Just words? Just words? Speaking of political ironies, Governor Patrick has of late been dismissing a lot of criticism as "rhetoric."
He did it early this month in response to criticism by then-Democrat, now-Independent Treasurer Tim Cahill. He did it again yesterday, in response to
Charlie Baker's no-new-taxes pledge. From the Globe: "'That’s a message that is stuck in the past, that is stuck in rhetoric,’ Patrick told reporters yesterday afternoon."
Pretty rich, coming from a guy who swept to election in 2006 on a wave of inspirational/aspirational slogans and well-delivered but famously substance-free speechifying. At the time, Patrick would brook no criticism of his reliance on rhetoric. His counter-punch (just words??) was so effective that
it was later 'borrowed' by another famous messiah of hope and change.
Of course, there is an important distinction to be drawn between empty rhetoric (hope, change, 'appeal to our better selves,' etc.) and rhetoric that constitutes a pledge of specific action. Asked about taxes, Baker responded without hesitation: He won't raise them. He'll fight to reduce them. Pressed, he uttered those six infamous words, "Read my lips: no new taxes." Preident George Bush the elder learned all too well that this "rhetoric" packs a punch. When he went back on his word, he was appropriately punished by the voters. Reminded of Bush, Baker responded that his mentor, Governor Bill Weld, also pledged not to raise taxes - "and he meant it." One senses that Baker does too.
Someone forgot to tell the Legislature that Silly Season has arrived early this year. One of the few laudatory effects of this quadrennial change in the political weather is the tendency of our elected officials to temporarily clean up their acts - to put themselves on best behavior in anticipation of the coming election. Had they known people might already be paying attention, they likely would not have
voted yesterday to pad their discretionary accounts with $1.6 million in what is likely to be deficit spending. According to the Herald:
Legislative officials said the funds are necessary to maintain the building and run an enterprise with more than 700 employees. They also said the restored money will go toward updating the old telephone system and microphones in the House chamber.

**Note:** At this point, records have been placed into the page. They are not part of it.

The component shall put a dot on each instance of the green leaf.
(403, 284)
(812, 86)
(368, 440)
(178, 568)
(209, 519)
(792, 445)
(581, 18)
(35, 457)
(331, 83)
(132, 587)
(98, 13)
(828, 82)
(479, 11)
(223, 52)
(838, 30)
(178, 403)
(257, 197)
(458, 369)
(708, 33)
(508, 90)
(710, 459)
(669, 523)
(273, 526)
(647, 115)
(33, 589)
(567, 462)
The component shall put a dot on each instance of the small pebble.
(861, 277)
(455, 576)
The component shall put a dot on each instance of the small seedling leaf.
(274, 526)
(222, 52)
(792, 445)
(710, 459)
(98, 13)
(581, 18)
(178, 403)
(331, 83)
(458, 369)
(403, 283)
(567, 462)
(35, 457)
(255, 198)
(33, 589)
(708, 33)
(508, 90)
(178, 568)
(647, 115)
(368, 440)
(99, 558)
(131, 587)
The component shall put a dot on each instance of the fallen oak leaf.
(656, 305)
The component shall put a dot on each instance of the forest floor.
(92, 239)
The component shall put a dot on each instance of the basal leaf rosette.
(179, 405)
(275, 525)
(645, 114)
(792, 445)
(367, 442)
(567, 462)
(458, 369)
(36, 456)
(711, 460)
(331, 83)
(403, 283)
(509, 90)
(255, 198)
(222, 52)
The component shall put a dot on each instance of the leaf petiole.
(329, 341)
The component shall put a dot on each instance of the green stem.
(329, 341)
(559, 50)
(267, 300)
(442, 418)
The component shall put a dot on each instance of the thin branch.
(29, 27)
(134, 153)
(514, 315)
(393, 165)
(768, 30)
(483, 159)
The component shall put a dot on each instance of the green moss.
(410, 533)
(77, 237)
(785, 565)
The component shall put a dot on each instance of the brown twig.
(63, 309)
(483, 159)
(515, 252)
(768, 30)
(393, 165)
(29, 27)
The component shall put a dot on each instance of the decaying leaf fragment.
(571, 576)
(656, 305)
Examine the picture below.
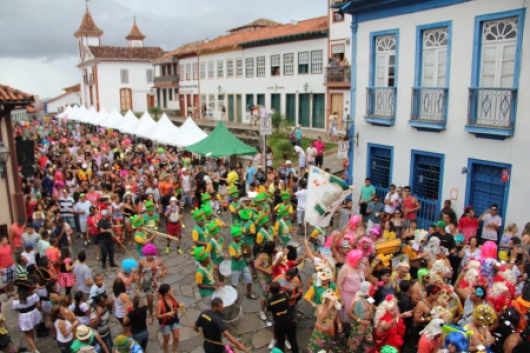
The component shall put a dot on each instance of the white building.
(115, 77)
(438, 93)
(71, 96)
(261, 63)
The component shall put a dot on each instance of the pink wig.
(365, 246)
(488, 250)
(354, 222)
(353, 257)
(149, 250)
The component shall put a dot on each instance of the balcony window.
(381, 95)
(493, 92)
(430, 95)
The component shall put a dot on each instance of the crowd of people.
(378, 283)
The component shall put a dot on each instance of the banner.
(325, 194)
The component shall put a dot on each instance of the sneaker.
(287, 345)
(272, 344)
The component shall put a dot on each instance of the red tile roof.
(135, 33)
(237, 38)
(14, 96)
(88, 27)
(188, 48)
(126, 53)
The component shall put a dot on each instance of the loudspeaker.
(26, 157)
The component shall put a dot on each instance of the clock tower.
(135, 38)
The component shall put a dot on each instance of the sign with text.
(265, 126)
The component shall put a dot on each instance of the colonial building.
(111, 76)
(437, 95)
(261, 63)
(71, 96)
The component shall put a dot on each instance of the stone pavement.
(249, 328)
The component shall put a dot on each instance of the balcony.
(491, 112)
(381, 105)
(338, 76)
(429, 108)
(166, 81)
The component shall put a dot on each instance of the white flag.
(325, 194)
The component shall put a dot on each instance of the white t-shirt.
(489, 233)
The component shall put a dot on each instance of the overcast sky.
(38, 54)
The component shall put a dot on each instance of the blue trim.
(426, 126)
(477, 44)
(373, 9)
(373, 35)
(470, 163)
(353, 95)
(369, 158)
(419, 50)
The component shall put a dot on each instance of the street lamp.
(4, 155)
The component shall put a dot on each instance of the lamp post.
(4, 156)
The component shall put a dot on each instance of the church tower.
(88, 34)
(135, 38)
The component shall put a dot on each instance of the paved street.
(249, 329)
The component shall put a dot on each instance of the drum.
(225, 268)
(247, 250)
(232, 310)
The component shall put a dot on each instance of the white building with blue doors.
(438, 102)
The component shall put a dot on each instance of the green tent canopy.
(221, 142)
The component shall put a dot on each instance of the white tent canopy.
(188, 134)
(129, 124)
(144, 126)
(164, 130)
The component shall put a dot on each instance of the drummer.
(204, 277)
(235, 205)
(283, 227)
(216, 247)
(140, 235)
(198, 233)
(208, 214)
(239, 265)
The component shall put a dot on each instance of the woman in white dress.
(27, 303)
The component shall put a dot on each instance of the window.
(149, 75)
(288, 64)
(249, 67)
(124, 77)
(210, 70)
(260, 63)
(303, 63)
(220, 69)
(434, 57)
(239, 67)
(499, 51)
(275, 65)
(195, 71)
(316, 62)
(188, 72)
(203, 71)
(385, 61)
(230, 68)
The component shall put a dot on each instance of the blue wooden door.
(379, 168)
(427, 173)
(485, 186)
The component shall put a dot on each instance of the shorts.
(166, 330)
(247, 277)
(9, 275)
(300, 216)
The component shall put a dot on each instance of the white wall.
(455, 143)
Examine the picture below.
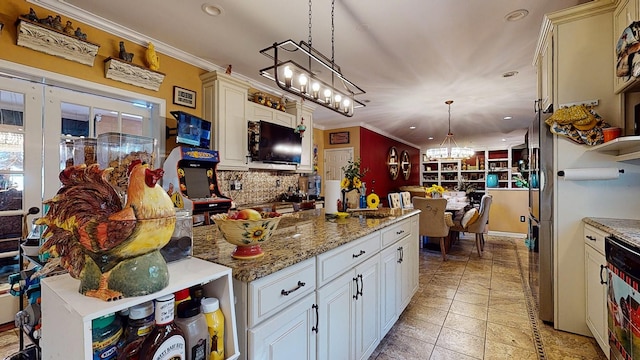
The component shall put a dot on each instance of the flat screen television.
(192, 130)
(279, 144)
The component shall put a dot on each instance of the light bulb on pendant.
(288, 75)
(302, 80)
(327, 96)
(315, 88)
(337, 99)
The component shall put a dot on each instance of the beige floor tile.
(519, 337)
(472, 298)
(442, 291)
(474, 287)
(466, 324)
(418, 329)
(434, 302)
(463, 343)
(501, 317)
(499, 351)
(403, 347)
(470, 310)
(440, 353)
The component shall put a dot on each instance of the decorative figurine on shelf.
(31, 16)
(48, 21)
(152, 58)
(80, 34)
(123, 54)
(301, 128)
(68, 29)
(57, 23)
(113, 250)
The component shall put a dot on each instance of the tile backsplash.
(257, 186)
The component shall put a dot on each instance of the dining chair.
(475, 221)
(434, 221)
(394, 200)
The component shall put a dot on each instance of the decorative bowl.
(246, 235)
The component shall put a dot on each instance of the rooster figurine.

All well and good, except for the inconvenient fact that the state is in a deep fiscal hole, cities and towns are getting walloped by local aid reductions, taxpayers will this weekend feel the first bite of a 25% hike in the state sales tax... One might note that John Adams and company did just fine running our government without an updated telephone system. Or that 'microphones in the House chamber' seem a little redundant for a Legislature that rarely allows debate to take place there. Perhaps on the rare occasion when they utilize the room, they could just raise their voices - at least until the economy improves?